Pete Musico, one of eight men charged under the state’s anti-terrorism law, appeared virtually for his probable cause conference with the 12th District Court. He faces up to 20 years in prison and/or a $20,000 fine.
Musico, 42, was represented by attorney Kareem Johnson, who requested a bond review on Musico's behalf.
Assistant Attorney General Gregory Townshed requested another week for the office to compile evidence to provide to the defense.
He said the attorney general's office plans to present three witnesses in the case. The office also needs time to redact information from 1,100 federal police reports, 84 recordings totaling 150 hours, approximately 5,000 pages on each Facebook account and 1,000 pages of text messages.
"Before we even begin this ... we consider the defendant to be extremely dangerous. We would ask the court to allow us to do response in pleading in this matter so we can set forth the entirety of our arguments to the court," Townshed said.
Johnson objected, saying Musico should not have to withstand another week in detention.
"My client, who is not charged with any violent offenses, who is only charged with class B offenses, with a monetary fine of $20,000, we are now extending his pretrial incarceration to argue a bond hearing the people should have been prepared to argue today," Johnson said.
Musico and Joseph Morrison, who are said to be founding members of the "anti-government, anti-law enforcement" Wolverine Watchmen, are co-defendants in the alleged plot to storm the state Capitol to ignite a "civil war."
Musico and Morrison, who live together in Munith, are both co-defendants and charged with one count each of threat of terrorism, a 20-year felony and/or $20,000 fine; one count each of gang membership, a 20-year felony that may be served as a consecutive sentence; one count each of providing material support for terrorist acts; and one count each of felony firearm, which carries a two-year mandatory prison sentence.

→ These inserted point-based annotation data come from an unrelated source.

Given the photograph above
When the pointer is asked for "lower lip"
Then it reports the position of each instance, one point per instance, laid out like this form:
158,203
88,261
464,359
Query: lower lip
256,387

Judge Michael Klaeren postponed both bond review requests and the probable cause conferences to 10 a.m. on Oct. 23.
Morrison, 26, was a lance corporal and served in the Marine Corps Reserve from 2015 until Thursday, the day he was arraigned on state charges. The Marine Corps said his departure from the reserves is “unrelated to (his) current situation.”
Morrison’s last assignment was with the 4th Marine Logistics Group in Battle Creek.
State and federal prosecutors announced charges a week ago against 13 individuals who they say were training and planning to kidnap Gov. Gretchen Whitmer and storm the state Capitol.
The seven who are believed to be members and associates of a Michigan militia known as the Wolverine Watchmen have been charged under the state's anti-terrorism law, a 20-year felony. The other six face federal charges of conspiracy to commit kidnapping, which is punishable by up to life in prison.
A federal magistrate judge Friday ordered five of the men to stand trial on allegations they plotted to kidnap Whitmer.
The move by U.S. Magistrate Judge Sally Berens followed two days of testimony about a broad plot by men accused of holding anti-government views to kidnap the governor as retribution for stay-at-home orders imposed during the COVID-19 pandemic.
Berens said there was sufficient evidence to support the conspiracy charge, pointing to allegations the alleged co-conspirators conducted nighttime surveillance of Whitmer's vacation home in northern Michigan.
Authorities arrested a 14th person, a Wisconsin man, on Thursday in the alleged kidnapping plot.
Federal documents filed in court last week allege the conspirators twice conducted surveillance at Whitmer's personal vacation home in northern Michigan and discussed kidnapping her to a "secure location" in Wisconsin to stand "trial" for treason prior to the Nov. 3 election.
An FBI agent testified during a bond hearing Tuesday that some of the men also had plans of "taking out" Virginia Gov. Ralph Northam.